Re: [PATCH v2 1/4] sched/task: Add the put_task_struct_atomic_safe function

From: Valentin Schneider
Date: Fri Jan 27 2023 - 10:56:48 EST


On 23/01/23 14:24, Wander Lairson Costa wrote:
> On Mon, Jan 23, 2023 at 1:30 PM Oleg Nesterov <oleg@xxxxxxxxxx> wrote:
>>
>> On 01/20, Wander Lairson Costa wrote:
>> >
>> > +static inline void put_task_struct_atomic_safe(struct task_struct *task)
>> > +{
>> > + if (IS_ENABLED(CONFIG_PREEMPT_RT)) {
>> > + /*
>> > + * Decrement the refcount explicitly to avoid unnecessarily
>> > + * calling call_rcu.
>> > + */
>> > + if (refcount_dec_and_test(&task->usage))
>> > + /*
>> > + * under PREEMPT_RT, we can't call put_task_struct
>> > + * in atomic context because it will indirectly
>> > + * acquire sleeping locks.
>> > + */
>> > + call_rcu(&task->rcu, __delayed_put_task_struct);
>> ^^^^^^^^^
>> I am not sure the usage of task->rcu is safe...
>>
>> Suppose that, before __delayed_put_task_struct() is called by RCU, this task
>> does the last schedule and calls put_task_struct_rcu_user().
>>
>> And, can't we simply turn put_task_struct() into something like
>>
>> put_task_struct(struct task_struct *t)
>> {
>> if (refcount_dec_and_test(&t->usage)) {
>> if (IS_ENABLED(CONFIG_PREEMPT_RT)
>> && (in_atomic() || irqs_disabled()))
>> call_rcu(...);
>> else
>> __put_task_struct(t);
>> }
>> }
>>
>> ?
>
> Yeah, that was one approach I thought about. I chose to use an
> explicit function because I assumed calling __put_task_struct() from a
> non-preemptable context should be the exception, not the rule.

I'd tend to agree.

> Therefore (if I am correct in my assumption), it would make sense for
> only some call sites to pay the overhead price for it. But this is
> just a guess, and I have no evidence to support my claim.

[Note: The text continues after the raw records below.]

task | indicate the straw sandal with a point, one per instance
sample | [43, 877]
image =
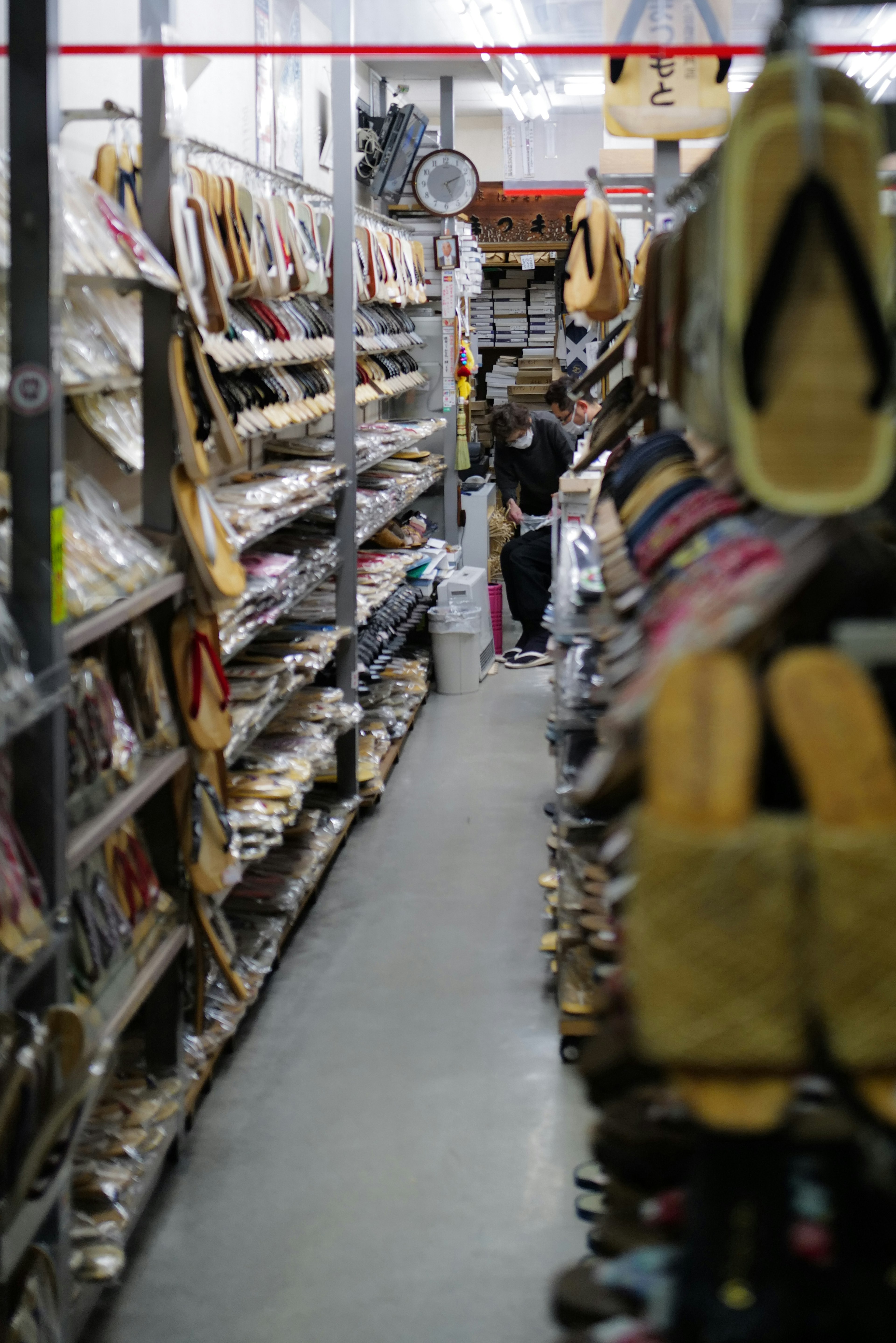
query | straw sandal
[203, 691]
[807, 354]
[597, 273]
[232, 449]
[213, 543]
[711, 926]
[835, 729]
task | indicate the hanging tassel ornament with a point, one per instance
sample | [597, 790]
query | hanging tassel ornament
[465, 368]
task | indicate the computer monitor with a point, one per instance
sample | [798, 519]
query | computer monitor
[402, 136]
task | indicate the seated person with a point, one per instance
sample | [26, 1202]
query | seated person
[531, 452]
[577, 416]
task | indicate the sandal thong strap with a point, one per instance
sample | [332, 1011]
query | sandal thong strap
[815, 197]
[202, 641]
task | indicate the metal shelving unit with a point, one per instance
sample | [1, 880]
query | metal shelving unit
[148, 978]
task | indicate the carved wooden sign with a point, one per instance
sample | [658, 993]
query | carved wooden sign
[498, 217]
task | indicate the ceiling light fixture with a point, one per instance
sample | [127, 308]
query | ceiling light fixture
[519, 104]
[585, 87]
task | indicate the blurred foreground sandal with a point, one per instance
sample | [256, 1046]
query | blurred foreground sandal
[807, 354]
[710, 931]
[832, 722]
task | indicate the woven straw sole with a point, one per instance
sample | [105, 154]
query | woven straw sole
[815, 446]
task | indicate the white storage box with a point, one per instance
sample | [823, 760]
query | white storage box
[471, 587]
[456, 648]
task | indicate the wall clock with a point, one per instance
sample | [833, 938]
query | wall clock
[447, 182]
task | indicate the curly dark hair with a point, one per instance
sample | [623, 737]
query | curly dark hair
[510, 420]
[558, 394]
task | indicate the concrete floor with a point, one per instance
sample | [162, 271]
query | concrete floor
[387, 1156]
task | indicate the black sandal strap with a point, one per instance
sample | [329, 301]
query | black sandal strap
[816, 195]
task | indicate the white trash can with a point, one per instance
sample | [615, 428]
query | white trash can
[456, 648]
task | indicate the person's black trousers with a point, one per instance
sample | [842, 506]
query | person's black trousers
[526, 565]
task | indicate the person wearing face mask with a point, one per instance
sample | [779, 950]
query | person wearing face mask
[577, 416]
[531, 453]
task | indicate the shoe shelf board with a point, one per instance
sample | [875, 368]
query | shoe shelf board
[205, 1076]
[126, 383]
[393, 757]
[15, 976]
[152, 775]
[93, 628]
[33, 711]
[389, 452]
[300, 598]
[272, 363]
[373, 528]
[88, 1294]
[230, 758]
[123, 284]
[131, 984]
[320, 500]
[25, 1227]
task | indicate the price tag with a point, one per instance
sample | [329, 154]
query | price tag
[58, 610]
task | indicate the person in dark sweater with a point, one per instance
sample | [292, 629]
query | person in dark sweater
[531, 452]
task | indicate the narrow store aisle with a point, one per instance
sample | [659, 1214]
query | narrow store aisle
[389, 1156]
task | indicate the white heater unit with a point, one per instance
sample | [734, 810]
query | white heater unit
[471, 587]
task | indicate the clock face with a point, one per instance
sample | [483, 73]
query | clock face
[447, 182]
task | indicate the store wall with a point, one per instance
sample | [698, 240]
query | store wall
[221, 91]
[480, 137]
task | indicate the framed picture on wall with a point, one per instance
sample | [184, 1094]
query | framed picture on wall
[448, 253]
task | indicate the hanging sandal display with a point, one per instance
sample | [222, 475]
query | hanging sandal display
[711, 929]
[203, 691]
[808, 356]
[211, 540]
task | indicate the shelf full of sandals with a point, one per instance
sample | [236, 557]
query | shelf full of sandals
[168, 802]
[93, 918]
[724, 896]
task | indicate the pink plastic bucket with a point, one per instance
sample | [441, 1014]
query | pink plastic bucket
[496, 603]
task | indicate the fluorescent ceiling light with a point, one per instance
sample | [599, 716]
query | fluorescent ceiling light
[523, 18]
[519, 104]
[543, 105]
[584, 87]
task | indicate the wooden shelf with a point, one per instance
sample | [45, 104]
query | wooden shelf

My worry here is that it's easy to miss problematic callgraphs, and it's
potentially easy for new ones to creep in. Having a solution within
put_task_struct() itself would prevent that.

Another thing, if you look at release_task_stack(), it either caches the
outgoing stack for later use, or frees it via RCU (regardless of
PREEMPT_RT). Perhaps we could follow that and just always punt the freeing
of the task struct to RCU?